I have two tables and I would like to append them so that only all the data in table A is retained and data from table B is only added if its key is unique (Key values are unique in table A and B however in some cases a Key will occur in both table A and B).
I think the way to do this will involve some sort of filtering join (anti-join) to get values in table B that do not occur in table A then append the two tables.
I am familiar with R and this is the code I would use to do this in R.
library("dplyr")
## Filtering join to remove values already in "TableA" from "TableB"
FilteredTableB <- anti_join(TableB,TableA, by = "Key")
## Append "FilteredTableB" to "TableA"
CombinedTable <- bind_rows(TableA,FilteredTableB)
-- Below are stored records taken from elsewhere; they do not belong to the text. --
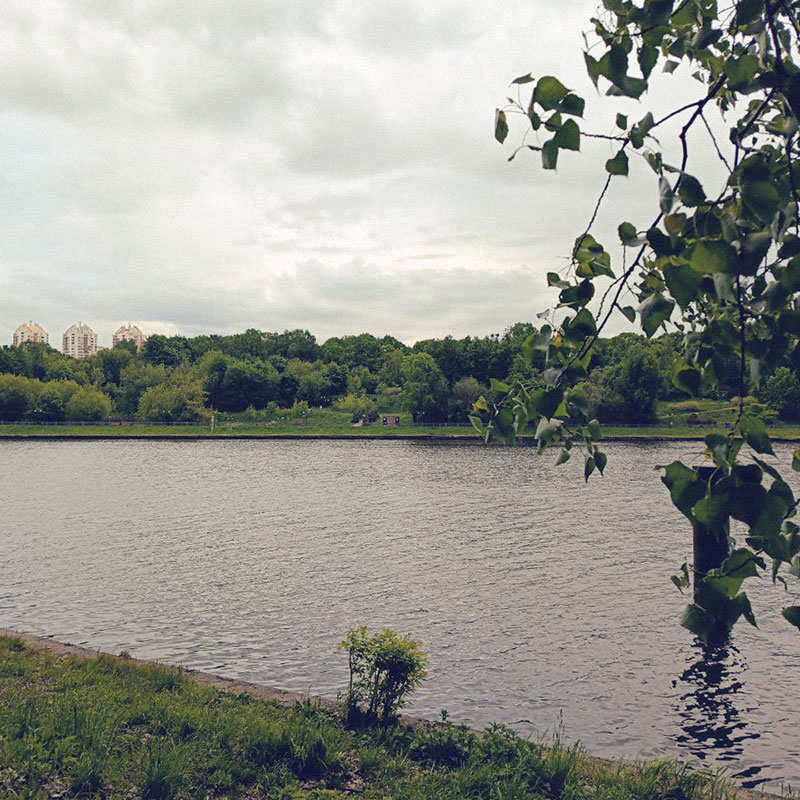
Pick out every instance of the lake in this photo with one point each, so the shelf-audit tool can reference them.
(542, 601)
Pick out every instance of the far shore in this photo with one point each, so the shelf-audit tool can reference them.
(287, 698)
(23, 432)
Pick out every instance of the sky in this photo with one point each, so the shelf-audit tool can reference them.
(200, 167)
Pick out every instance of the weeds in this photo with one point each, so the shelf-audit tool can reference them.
(113, 729)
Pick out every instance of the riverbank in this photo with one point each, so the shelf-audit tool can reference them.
(431, 433)
(78, 723)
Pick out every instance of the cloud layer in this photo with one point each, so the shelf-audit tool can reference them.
(204, 167)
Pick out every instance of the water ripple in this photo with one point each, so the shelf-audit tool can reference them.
(539, 598)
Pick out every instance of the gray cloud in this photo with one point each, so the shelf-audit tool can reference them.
(328, 165)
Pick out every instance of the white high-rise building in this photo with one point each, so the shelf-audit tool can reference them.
(30, 332)
(79, 341)
(130, 333)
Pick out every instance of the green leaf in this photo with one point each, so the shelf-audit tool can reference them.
(500, 126)
(618, 165)
(675, 223)
(683, 283)
(498, 386)
(648, 58)
(629, 312)
(682, 580)
(628, 86)
(641, 129)
(748, 11)
(554, 279)
(686, 378)
(792, 615)
(762, 198)
(549, 92)
(753, 250)
(741, 70)
(712, 510)
(713, 256)
(550, 154)
(756, 435)
(740, 564)
(628, 234)
(686, 487)
(573, 105)
(723, 287)
(581, 326)
(577, 296)
(546, 430)
(654, 311)
(568, 136)
(690, 191)
(666, 196)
How would I achieve this in python?
indicator = True
in merge
command will tell you which join was applied by creating new column _merge
with three possible values:
left_only
right_only
both
Keep right_only
and left_only
. That is it.
outer_join = TableA.merge(TableB, how = 'outer', indicator = True)
anti_join = outer_join[~(outer_join._merge == 'both')].drop('_merge', axis = 1)
easy!
Here is a comparison with a solution from piRSquared:
1) When run on this example matching based on one column, piRSquared's solution is faster.
2) But it only works for matching on one column. If you want to match on several columns - my solution works just as fine as with one column.
So it's up for you to decide.